14/11/09

Ironi Krisis Listrik

Sudah 64 tahun Indonesia merdeka, tetapi yang didapat rakyat bukannya negara yang maju, tetapi negara yang mundur.

Hari-hari ini, dari Papua hingga Sumatera Utara, kita mendengar rakyat menjerit karena listrik semakin sering digilir. Sungguh besar akibat krisis listrik ini bagi konsumen, baik perorangan maupun industri.

Disalurkan lewat media massa, cetak maupun elektronik, dan terakhir lewat situs jejaring sosial, keluhan yang disampaikan sangat beragam, mulai dari ikan hias dagangan mati akibat kekurangan oksigen, makanan di kulkas membusuk, penjahit pakaian jadi kehilangan waktu produktif, alat elektronik jadi rusak, hingga industri yang harus membayar biaya daya maksimum.

Sebenarnya, perihal defisit listrik sudah lama kita dengar, tetapi—karena bangsa Indonesia disibukkan oleh banyak isu lain—urusan listrik ini lalu seperti luput dari perhatian.

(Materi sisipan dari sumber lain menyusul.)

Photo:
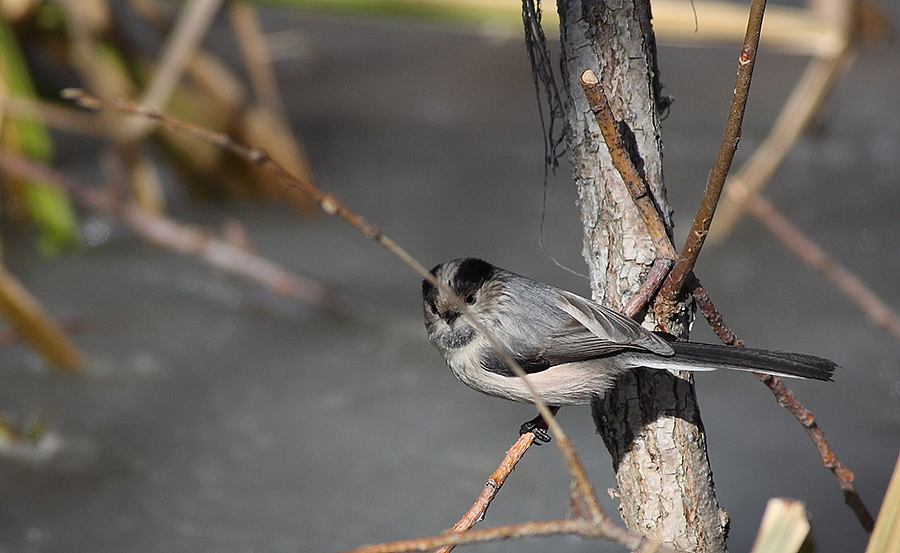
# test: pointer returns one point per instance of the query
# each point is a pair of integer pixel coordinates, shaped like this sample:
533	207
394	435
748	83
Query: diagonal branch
786	398
333	206
730	137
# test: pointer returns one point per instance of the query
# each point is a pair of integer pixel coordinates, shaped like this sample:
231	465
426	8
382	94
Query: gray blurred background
215	417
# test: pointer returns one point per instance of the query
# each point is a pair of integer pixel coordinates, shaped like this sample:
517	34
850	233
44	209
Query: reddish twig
730	137
844	476
331	205
814	256
634	181
648	288
572	526
786	398
191	241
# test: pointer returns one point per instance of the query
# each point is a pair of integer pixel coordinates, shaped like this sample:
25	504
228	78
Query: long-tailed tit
572	348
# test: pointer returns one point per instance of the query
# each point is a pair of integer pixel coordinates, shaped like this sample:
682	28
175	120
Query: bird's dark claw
538	427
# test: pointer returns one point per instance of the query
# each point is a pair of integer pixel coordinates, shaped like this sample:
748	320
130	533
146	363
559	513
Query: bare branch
475	514
730	137
186	240
332	206
785	397
618	151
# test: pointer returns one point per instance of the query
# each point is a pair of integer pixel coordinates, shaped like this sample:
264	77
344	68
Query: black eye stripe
471	275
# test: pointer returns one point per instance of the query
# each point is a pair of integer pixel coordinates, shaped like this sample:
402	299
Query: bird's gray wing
591	330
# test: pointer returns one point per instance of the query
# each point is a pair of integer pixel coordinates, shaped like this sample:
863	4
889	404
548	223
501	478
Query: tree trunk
650	422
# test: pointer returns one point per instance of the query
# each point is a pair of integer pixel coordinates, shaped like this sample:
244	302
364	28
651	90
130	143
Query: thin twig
618	150
844	476
191	241
332	206
730	137
190	28
476	512
648	288
577	527
800	108
786	398
257	59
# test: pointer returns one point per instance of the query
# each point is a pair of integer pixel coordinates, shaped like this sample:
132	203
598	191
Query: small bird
572	348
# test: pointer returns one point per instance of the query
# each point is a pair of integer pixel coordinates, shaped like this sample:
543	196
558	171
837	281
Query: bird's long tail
694	356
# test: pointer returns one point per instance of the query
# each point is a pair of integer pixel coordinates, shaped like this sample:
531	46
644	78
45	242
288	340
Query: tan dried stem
671	288
186	240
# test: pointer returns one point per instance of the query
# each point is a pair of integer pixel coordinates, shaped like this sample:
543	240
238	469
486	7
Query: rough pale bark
650	421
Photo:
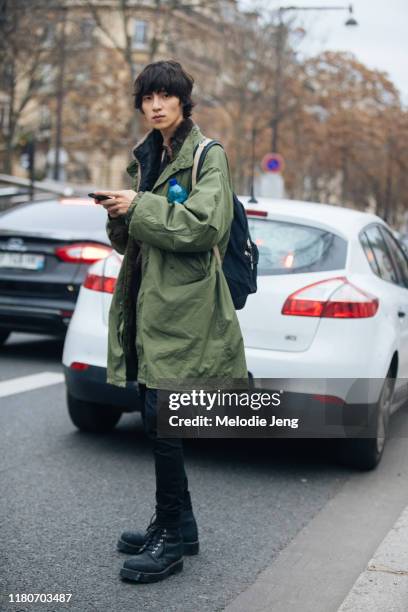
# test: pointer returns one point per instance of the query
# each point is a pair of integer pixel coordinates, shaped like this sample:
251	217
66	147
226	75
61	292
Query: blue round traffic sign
273	163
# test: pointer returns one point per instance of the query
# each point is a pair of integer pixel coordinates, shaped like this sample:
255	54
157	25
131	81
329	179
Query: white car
331	309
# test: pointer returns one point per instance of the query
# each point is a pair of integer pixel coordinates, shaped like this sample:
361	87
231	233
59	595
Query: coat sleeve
196	225
117	229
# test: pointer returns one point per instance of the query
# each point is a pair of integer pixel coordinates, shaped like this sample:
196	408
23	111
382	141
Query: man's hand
119	201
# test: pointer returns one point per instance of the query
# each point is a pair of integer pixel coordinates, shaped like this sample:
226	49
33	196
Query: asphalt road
66	496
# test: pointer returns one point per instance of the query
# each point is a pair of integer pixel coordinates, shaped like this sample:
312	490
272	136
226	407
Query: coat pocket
186	268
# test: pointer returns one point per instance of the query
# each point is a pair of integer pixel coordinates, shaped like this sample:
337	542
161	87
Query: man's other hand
118	203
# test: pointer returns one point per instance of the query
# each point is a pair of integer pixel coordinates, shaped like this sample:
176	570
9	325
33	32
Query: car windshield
291	248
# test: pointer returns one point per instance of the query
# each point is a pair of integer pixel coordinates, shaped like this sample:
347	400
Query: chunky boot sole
190	548
137	576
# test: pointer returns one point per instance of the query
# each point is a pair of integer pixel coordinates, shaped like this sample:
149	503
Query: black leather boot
131	542
160	556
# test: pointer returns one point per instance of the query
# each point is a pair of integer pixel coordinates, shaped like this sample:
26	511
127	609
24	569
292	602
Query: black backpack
241	257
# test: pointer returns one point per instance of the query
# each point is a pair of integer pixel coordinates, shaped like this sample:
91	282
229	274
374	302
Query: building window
139	38
87	27
45	117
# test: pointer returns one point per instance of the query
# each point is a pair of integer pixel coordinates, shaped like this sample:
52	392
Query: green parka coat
172	316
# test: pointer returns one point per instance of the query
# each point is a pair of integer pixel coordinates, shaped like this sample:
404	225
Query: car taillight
106	284
332	298
82	252
78	365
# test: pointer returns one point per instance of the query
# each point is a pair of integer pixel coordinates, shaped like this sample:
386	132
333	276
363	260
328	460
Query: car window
53	215
369	253
291	248
385	266
399	256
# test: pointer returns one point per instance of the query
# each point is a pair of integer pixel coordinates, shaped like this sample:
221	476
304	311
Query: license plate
25	261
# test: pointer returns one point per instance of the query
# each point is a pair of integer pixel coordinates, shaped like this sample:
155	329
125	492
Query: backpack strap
197	158
199	155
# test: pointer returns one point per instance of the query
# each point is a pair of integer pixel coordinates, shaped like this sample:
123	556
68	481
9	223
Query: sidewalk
318	569
384	583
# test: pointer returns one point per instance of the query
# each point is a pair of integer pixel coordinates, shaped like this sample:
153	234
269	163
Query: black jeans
172	495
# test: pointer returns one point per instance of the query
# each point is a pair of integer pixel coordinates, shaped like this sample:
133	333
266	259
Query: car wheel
366	453
92	417
4	334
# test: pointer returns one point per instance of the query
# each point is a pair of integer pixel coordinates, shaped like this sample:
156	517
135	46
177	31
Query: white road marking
28	383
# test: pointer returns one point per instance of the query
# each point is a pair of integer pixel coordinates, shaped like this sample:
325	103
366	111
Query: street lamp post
280	45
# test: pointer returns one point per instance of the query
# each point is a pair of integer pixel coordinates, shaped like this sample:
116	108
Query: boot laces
155	538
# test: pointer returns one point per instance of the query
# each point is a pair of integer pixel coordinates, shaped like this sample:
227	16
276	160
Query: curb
383	585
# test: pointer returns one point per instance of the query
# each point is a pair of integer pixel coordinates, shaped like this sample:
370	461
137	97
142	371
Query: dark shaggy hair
166	76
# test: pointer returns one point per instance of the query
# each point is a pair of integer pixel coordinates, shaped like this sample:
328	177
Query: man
172	316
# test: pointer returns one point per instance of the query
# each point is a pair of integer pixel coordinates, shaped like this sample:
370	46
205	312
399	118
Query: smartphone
100	197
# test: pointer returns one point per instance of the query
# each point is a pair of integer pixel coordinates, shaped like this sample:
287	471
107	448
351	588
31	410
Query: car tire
4	334
91	417
366	453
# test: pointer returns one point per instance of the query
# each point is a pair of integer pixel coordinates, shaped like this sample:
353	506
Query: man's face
162	110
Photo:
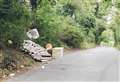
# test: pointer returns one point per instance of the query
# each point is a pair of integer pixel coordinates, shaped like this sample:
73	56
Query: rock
35	50
43	67
58	52
12	74
22	66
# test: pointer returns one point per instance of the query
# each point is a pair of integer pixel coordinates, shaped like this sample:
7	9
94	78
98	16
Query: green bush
15	18
107	38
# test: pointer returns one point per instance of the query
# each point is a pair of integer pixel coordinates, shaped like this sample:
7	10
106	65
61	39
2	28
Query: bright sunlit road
97	64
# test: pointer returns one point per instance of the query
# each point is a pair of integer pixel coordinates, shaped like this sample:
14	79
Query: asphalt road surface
97	64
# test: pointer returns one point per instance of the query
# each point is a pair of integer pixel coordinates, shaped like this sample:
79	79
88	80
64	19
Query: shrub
107	38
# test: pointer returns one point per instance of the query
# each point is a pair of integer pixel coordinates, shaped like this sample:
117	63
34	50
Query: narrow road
97	64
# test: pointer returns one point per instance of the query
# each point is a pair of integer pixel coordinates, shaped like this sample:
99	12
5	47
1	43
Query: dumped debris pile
34	49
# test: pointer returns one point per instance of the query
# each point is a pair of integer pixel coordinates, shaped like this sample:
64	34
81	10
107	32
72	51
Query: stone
57	52
33	34
35	50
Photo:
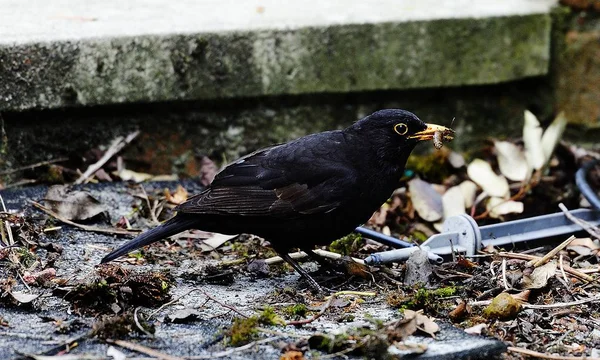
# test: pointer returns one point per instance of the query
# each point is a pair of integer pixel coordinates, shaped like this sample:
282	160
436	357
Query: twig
234	350
302	254
591	229
562	271
33	166
316	316
541	307
540	355
552	253
137	323
504	280
117	145
351	292
568	269
113	231
143	349
11	240
171	303
150	208
203	293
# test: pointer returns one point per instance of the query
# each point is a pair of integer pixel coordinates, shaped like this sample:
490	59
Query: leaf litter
501	295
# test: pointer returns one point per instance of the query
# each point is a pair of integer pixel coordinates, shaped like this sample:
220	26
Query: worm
437	139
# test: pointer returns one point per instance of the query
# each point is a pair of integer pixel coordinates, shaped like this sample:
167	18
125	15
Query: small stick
316	316
143	349
542	307
504	280
81	226
351	292
11	240
302	254
117	145
562	271
539	355
591	229
552	253
32	166
568	269
227	353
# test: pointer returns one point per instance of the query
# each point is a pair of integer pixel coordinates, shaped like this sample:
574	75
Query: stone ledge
69	53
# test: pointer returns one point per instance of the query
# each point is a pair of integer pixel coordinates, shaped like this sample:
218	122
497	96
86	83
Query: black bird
309	191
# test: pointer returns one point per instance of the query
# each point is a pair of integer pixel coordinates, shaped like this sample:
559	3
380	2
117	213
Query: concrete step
64	53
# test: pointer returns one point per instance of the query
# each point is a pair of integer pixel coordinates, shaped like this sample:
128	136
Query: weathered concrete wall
577	73
172	133
54	60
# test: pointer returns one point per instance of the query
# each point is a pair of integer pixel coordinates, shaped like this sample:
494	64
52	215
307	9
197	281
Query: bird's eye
401	129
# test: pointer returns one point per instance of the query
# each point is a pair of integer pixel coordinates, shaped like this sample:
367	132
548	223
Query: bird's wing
283	181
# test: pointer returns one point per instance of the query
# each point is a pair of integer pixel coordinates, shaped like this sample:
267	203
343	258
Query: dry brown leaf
540	276
72	205
476	329
178	197
426	200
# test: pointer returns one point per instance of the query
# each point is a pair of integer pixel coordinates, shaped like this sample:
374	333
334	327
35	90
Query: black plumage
307	192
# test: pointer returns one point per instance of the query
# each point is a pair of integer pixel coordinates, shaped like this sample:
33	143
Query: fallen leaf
532	138
498	207
426	200
482	174
129	175
540	276
456	160
502	307
476	329
22	297
115	354
208	170
73	204
511	161
454	202
423	322
179	196
183	316
469	190
553	134
292	355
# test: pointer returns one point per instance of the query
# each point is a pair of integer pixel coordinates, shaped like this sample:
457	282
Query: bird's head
394	133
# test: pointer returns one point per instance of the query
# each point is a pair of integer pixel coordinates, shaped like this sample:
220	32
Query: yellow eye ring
401	129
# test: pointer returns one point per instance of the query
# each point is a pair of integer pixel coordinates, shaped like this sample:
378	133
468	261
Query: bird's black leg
284	255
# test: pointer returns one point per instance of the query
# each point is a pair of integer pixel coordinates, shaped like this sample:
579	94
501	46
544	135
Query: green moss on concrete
344	58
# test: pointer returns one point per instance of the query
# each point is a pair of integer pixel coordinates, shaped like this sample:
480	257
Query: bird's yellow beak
428	134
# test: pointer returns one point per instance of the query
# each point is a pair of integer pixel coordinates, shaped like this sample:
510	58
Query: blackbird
309	191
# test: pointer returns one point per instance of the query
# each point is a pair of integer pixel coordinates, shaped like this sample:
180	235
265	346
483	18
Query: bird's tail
171	227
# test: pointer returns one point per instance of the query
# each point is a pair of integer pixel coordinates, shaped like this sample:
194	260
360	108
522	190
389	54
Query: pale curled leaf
532	138
73	205
469	190
476	329
426	201
540	276
498	207
482	174
129	175
453	201
553	134
22	297
511	161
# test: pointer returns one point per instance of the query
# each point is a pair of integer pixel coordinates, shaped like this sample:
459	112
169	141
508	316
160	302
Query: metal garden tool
461	234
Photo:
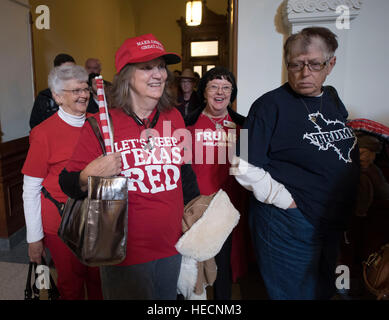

PLN sebagai perusahaan yang selama ini mendapatkan amanah untuk menyelenggarakan layanan vital ini harus memberikan pertanggungjawaban. Tak cukup hanya PLN, Kementerian Energi dan Sumber Daya Mineral dan BUMN pun harus kita dengar pertanggungjawabannya, mengapa pengelolaan listrik negara buruk seperti ini?

Menghadapi keluhan masyarakat, PLN menawarkan kompensasi 10 persen dari biaya beban atau biaya tetap listrik bagi pelanggan yang terkena dampak pemadaman. Namun, seperti disampaikan pengurus Yayasan Lembaga Konsumen Indonesia Sudaryatmo (Kompas, 12/11), hal itu tidak sebanding dengan kerugian riil konsumen.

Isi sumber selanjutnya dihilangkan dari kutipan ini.